Elinor Ostrom spricht in ihrem Nobelpreis-Werk “Governing the Commons: The Evolution of Institutions for Collective Action” über die Macht der Commons (Allmenden, Gemeingut) und beweist, dass gerade im Fall von Ressourcenknappheit und unter Einhaltung von Richtlinien (sog. Design Principles) lokale Betroffene einer institutionellen Kontrolle immer überlegen sind. Das heißt, je geringer die Kluft zwischen vermeintlichen Experten und Betroffenen, desto nachhaltiger und effizienter ist Wirtschaften möglich. Nun liegt die Expertise nicht nur bei Instanzen sondern in der Privatwirtschaft. Diese handeln nach Effektivitätslogiken, die keine lokale Betroffenheit einschließt. Wäre es nicht denkbar Betroffene stärker in Planung und Produktion mit einzubeziehen? Würden Betroffene nicht klüger über die Funktion der Landwirtschaft in ihrer Nachbarschaft entscheiden können? Müsste ihr Wort nicht über dem der Investoren stehen? Gibt es nicht sogar mehr Potential für die Privatwirtschaft die Gesellschaft schärfer von den Extremen her zu betrachten, statt einen unscharfen Durchschnitt zu bedienen? Die Vorstellung, welche Transformationsprozesse dadurch ausgelöst werden könnten, wenn Betroffene zu Experten und die Wirtschaft zur Partnerin wird, weckt wünschenswerte Vorstellungen.
Die Corona-Krise forderte mehr Mut von uns allen heraus auch andere Maßstäbe in die Berechnung einzubeziehen.

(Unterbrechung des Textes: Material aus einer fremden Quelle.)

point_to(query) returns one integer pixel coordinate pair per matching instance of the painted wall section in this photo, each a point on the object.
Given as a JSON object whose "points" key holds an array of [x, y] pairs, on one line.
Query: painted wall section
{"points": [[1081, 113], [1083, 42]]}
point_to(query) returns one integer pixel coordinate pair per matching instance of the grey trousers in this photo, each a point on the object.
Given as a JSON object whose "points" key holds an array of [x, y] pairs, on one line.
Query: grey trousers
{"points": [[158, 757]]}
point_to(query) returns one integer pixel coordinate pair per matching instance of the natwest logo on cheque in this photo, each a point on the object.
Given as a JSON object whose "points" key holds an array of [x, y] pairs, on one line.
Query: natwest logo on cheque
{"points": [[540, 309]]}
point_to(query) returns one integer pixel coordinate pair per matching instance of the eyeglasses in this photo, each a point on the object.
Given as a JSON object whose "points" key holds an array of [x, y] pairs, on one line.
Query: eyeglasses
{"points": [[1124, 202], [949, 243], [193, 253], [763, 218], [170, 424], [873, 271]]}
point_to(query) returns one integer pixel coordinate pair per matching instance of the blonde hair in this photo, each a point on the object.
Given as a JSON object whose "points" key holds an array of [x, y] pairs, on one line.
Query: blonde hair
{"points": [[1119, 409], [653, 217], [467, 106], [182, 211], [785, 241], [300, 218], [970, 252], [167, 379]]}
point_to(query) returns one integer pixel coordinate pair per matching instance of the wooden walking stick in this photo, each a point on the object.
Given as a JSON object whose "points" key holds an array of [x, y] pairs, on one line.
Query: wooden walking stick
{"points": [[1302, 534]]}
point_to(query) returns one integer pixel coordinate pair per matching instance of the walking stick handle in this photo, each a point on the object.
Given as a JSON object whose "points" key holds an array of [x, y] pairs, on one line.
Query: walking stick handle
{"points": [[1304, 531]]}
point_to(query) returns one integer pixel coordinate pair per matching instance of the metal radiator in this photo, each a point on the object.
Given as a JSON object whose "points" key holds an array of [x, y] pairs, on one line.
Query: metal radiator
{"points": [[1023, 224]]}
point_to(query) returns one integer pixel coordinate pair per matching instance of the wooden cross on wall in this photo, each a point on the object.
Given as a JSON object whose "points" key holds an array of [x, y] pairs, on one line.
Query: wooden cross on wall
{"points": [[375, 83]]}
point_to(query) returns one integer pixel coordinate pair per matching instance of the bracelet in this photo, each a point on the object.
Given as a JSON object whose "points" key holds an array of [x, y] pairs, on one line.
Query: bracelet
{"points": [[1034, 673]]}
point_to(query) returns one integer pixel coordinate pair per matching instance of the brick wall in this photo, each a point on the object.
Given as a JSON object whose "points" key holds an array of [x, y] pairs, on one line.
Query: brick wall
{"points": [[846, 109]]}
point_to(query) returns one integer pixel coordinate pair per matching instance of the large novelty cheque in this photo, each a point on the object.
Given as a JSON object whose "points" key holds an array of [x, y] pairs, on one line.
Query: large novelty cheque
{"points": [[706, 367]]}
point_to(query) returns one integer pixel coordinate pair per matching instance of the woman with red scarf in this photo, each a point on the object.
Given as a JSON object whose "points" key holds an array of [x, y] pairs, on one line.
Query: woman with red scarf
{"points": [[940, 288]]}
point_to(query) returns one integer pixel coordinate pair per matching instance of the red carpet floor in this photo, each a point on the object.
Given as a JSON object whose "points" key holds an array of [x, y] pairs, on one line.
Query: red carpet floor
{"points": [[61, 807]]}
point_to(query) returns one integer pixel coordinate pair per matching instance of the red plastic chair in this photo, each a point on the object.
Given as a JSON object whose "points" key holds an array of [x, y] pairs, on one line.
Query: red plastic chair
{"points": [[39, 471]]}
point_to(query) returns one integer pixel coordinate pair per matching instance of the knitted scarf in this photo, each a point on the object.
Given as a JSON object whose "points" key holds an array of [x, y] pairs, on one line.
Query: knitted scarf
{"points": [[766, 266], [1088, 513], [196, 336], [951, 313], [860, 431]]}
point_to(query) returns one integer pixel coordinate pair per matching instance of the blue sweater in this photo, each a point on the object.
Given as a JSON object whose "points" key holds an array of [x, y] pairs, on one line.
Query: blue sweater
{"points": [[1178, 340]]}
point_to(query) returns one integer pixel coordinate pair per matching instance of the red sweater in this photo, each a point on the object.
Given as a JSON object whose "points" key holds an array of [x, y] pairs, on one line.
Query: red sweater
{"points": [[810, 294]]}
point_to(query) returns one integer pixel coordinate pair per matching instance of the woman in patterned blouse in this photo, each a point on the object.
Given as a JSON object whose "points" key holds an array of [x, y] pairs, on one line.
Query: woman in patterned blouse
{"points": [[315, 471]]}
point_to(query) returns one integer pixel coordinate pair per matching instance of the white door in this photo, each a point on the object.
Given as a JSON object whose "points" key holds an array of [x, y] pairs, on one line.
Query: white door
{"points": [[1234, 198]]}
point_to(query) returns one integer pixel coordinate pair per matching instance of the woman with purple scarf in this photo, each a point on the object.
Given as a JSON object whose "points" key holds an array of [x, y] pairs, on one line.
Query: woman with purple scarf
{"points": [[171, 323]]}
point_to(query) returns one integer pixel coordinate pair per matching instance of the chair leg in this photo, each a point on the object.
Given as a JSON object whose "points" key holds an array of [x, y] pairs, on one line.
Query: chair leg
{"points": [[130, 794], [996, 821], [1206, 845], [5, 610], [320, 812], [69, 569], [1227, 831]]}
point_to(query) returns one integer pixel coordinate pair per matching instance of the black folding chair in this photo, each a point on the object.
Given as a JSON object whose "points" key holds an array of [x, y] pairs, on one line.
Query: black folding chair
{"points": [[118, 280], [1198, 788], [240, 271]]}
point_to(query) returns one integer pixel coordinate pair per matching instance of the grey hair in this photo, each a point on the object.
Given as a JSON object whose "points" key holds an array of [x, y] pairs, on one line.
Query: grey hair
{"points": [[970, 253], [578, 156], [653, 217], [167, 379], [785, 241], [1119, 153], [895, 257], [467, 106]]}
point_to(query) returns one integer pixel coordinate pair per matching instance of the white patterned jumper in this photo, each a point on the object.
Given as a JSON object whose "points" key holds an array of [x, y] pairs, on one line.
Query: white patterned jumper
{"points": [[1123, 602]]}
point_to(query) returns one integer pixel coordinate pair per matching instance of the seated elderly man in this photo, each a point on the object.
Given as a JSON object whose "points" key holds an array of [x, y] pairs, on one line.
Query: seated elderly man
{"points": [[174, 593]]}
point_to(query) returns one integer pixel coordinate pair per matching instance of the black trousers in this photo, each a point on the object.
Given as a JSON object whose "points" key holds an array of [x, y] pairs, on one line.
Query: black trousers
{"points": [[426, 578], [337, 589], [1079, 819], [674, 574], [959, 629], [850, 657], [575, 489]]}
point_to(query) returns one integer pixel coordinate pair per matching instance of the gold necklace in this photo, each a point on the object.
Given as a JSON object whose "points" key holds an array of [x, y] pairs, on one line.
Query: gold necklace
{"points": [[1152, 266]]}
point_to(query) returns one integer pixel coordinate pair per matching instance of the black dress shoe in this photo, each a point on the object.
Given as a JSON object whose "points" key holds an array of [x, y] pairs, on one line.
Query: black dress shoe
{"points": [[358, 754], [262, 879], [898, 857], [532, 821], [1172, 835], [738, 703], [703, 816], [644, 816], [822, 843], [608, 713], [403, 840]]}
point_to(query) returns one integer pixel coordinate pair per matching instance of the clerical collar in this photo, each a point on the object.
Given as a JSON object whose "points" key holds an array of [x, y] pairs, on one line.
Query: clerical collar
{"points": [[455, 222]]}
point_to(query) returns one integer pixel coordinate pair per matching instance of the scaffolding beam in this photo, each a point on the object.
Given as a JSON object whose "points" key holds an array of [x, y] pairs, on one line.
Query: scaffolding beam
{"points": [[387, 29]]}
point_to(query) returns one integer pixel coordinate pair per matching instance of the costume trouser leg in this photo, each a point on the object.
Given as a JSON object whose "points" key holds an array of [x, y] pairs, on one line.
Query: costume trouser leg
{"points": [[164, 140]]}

Sie zeigte, dass mit Hilfe eines gesellschaftlichen Konsens eine Neubewertung möglich ist, die Wirkung trägt. Sie zeigte, dass auch aus der Krise heraus wirtschaftliche Innovation möglich ist (und damit ist nicht monetäres Wachstum gemeint) und dass eine gesellschaftliche Transformation auch mit wirtschaftlicher Transformation einhergehen kann. Der OECD veröffentlichte zur Hochzeit der Corona-Pandemie den Kompass “Jenseits des BIP: Was bei der wirtschaftlichen und sozialen Entwicklung wirklich zählt” (OECD 2020) – ein Vorschlag für Messgrößen für nachhaltiges Wirtschaften unter Berücksichtigung ökonomischer, ökologischer und sozialer Ziele. Damit stellt sich aktuell nicht mehr die Frage was getan werden muss, oder wie es umgesetzt werden kann, sondern wann damit begonnen werden kann und wo das Experimentierfeld dafür ist. Die Zutaten sind vorhanden um sich gemeinsam an einem neuen Raster auszuprobieren.